Telemedicine in the Upper Amazon: Interplay with Local Health Care Practices
This article is based on the introduction of a telemedicine system in the jungles of northeastern Peru. The system was designed by a European consortium led by a Spanish polytechnic in cooperation with two universities in Lima and the Peruvian Ministry of Health. The purpose of the system was to improve health conditions by extending science-based medicine into a region with well-established traditional healing practices. The central analytical focus of this article is on the interplay between the public health care system, which used the telemedicine system, and local health care practices. The manner in which scientific medicine was delivered through information technology and public health care services is analyzed in terms of the health personnel’s activity, the local population’s conceptions of health, and the trajectories followed by patients seeking recovery. The author participated in the design of the second evaluation of the telemedicine system and acted as a participant observer in the regional hospital and peripheral clinics.
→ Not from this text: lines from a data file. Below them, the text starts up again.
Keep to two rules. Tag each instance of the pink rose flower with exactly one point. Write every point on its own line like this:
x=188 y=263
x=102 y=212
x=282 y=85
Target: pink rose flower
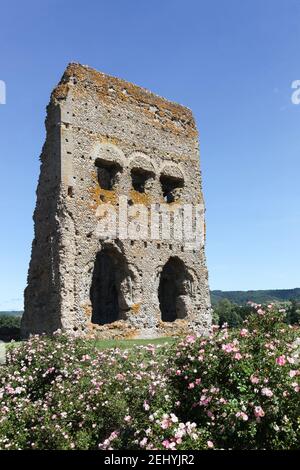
x=259 y=412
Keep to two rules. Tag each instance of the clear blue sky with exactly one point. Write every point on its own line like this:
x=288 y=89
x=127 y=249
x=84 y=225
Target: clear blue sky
x=231 y=61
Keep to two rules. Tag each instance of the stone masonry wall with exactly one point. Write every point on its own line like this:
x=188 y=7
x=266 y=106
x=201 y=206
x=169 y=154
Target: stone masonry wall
x=106 y=138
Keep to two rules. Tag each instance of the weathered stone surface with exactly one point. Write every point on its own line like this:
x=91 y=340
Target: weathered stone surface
x=106 y=138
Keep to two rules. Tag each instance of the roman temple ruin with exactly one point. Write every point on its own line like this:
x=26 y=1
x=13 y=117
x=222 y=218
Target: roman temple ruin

In addition to interviewing health care staff from the study area, the author also met with traditional healers, and patients in the districts whether or not they were involved in the telemedicine project. New institutional theory provided the analytical framework for the interpretation of the observed behavior of the public health care staff, traditional healers, and potential patients. Empirically, this study describes the informal aspects of the functioning of the telemedicine system, and its partial mismatch with the definitions of health and illness employed by local communities and healers. An argument is made that people’s construction of their health, which is embedded in their normal patterns of action, should be identified, and then considered in the design, implementation, and evaluation of future telemedicine projects. This article problematizes an approach to telemedicine-based health development that is weakly accountable to local social contexts and their diversity.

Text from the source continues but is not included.